18Cette rencontre des autres par le contact direct fut sa voie privilégiée. Car étrangement en 1932, il n’obtint de ses supérieurs que six mois pour se préparer à son futur enseignement, au lieu des deux années normalement allouées. Ces six mois, qu’il passa à Paris, ne lui permirent pas d’engager un projet de recherche universitaire. Mais il y prit des contacts très significatifs. Il s’inscrivit à l’École Pratique des Hautes Études, y suivant les cours d’Étienne Gilson, philosophe thomiste, et de Gabriel Le Bras, historien du droit canonique, et surtout à la faculté de théologie protestante, ce qui était une nouveauté inouïe pour l’époque. Simultanément il fréquenta le Cercle franco-russe, y rencontrant Berdiaev, Emmanuel Mounier (le fondateur d’Esprit), Lev Gillet, bénédictin devenu orthodoxe [15], l’abbé Gratieux, spécialiste des slavophiles à l’Institut Catholique, dont il publiera les travaux bientôt. Il alla aussi voir Lambert Beauduin, fondateur d’Amay-Chevetogne, exilé près de Paris, puis fit le voyage d’Amay, y faisant la connaissance de l’Abbé Couturier, qui était là de passage et se liant profondément avec le directeur d’Irénikon, Dom Lialine, ce moine d’origine russe, qui fut probablement le premier œcuméniste catholique.

19En 1934, il organisa un colloque aux Éditions du Cerf, autour de K. Barth. En 1937, il co-organisa à Paris une rencontre préparatoire à la Conférence de Life and Work à Oxford, de façon à y intéresser les catholiques. Il s’y lia avec Visser’t Hooft, le futur premier secrétaire général du Conseil œcuménique des Églises, mais il se vit refuser par le Cardinal Pacelli la permission d’aller à Oxford comme observateur. Durant les étés de 1936 et 1937, il s’en alla découvrir l’anglicanisme en Angleterre, s’y liant avec le Dr Ramsey, futur archevêque de Canterbury. En 1938, il organisa une première rencontre d’œcuménistes catholiques au Saulchoir, prélude à la fondation de la « Conférence catholique pour les questions œcuméniques », dont il eut le premier l’idée dès cette époque (cf. Pa 53).
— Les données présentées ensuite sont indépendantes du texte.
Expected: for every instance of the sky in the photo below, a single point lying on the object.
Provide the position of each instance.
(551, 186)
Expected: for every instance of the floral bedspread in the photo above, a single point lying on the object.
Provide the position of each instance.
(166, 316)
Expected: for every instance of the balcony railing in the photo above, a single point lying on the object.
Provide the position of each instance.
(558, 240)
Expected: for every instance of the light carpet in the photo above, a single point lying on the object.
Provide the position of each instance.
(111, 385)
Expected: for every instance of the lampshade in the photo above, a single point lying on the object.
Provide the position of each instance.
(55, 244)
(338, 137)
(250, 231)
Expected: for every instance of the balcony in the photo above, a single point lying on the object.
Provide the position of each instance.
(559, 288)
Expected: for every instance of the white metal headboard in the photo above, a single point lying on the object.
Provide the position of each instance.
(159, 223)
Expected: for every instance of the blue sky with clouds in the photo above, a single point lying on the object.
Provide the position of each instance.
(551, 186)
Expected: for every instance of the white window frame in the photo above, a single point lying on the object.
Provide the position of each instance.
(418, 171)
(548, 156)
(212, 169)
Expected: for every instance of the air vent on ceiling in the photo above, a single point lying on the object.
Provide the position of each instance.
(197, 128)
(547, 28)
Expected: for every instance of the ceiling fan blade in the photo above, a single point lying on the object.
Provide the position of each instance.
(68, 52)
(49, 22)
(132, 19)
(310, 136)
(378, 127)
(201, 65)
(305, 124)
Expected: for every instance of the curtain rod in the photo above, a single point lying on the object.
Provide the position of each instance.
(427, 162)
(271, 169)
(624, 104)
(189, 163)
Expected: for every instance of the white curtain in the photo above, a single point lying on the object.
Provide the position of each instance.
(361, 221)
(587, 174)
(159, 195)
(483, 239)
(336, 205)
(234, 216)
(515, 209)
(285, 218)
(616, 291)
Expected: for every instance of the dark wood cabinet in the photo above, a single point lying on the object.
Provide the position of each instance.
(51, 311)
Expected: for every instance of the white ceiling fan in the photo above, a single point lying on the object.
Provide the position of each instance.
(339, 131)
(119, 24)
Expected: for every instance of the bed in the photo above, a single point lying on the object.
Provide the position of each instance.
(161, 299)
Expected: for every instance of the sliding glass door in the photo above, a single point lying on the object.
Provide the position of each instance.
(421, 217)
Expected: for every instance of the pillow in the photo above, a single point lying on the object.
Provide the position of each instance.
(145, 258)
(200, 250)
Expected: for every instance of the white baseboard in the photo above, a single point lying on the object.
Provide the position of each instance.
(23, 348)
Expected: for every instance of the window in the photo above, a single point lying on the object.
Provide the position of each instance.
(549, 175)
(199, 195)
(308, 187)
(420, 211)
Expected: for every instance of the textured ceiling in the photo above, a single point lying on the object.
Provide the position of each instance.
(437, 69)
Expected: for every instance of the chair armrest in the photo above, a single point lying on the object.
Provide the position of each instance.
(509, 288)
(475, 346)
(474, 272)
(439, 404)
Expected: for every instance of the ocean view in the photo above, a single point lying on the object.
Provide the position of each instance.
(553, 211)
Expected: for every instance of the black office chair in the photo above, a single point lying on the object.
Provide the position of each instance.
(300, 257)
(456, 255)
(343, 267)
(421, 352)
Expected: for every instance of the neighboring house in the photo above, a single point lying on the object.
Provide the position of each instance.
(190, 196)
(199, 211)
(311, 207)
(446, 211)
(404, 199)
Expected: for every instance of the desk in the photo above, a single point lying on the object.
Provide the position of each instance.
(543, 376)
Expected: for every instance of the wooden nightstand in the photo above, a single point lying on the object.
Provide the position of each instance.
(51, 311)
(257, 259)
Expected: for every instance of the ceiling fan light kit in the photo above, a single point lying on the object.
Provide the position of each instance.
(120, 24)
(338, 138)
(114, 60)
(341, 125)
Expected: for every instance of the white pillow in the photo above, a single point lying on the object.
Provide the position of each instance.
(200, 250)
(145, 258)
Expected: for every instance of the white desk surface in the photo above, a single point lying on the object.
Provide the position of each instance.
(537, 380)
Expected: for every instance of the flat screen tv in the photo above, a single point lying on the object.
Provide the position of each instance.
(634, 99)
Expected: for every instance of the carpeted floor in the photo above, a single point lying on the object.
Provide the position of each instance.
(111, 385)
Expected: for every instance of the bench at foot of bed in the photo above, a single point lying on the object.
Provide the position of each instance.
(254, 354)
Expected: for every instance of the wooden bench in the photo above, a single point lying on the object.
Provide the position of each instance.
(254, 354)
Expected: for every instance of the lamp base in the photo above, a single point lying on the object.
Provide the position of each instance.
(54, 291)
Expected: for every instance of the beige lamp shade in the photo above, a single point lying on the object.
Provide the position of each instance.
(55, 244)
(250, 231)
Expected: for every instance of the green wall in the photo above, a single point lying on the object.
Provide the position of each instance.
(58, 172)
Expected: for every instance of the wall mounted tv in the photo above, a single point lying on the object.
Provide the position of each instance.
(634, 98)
Pendant ces années, il eut également une infatigable activité de prédicateur en faveur de l’unité, notamment lors de la semaine annuelle de prière [16] ; Chrétiens désunis est, on le sait, issu de la prédication d’une neuvaine dans ce cadre au Sacré-Cœur de Paris.

20Il était nécessaire d’insister sur ces années de formation parce qu’elles révèlent quelque chose d’essentiel de la manière congarienne : il n’a jamais séparé l’approche vivante, fraternelle et concrète, des autres chrétiens, de l’étude de leurs doctrines. En ce domaine il s’est formé en devenant un infatigable lecteur, et pas n’importe quel lecteur : il rendait techniquement compte de ses lectures dans un bulletin annuel d’ecclésiologie qui, de 1932 à 1962, couvre 250 pages en petits caractères de Sainte Église [17], bien qu’il n’ait rien écrit pendant ses cinq années de captivité en Prusse et en Silésie.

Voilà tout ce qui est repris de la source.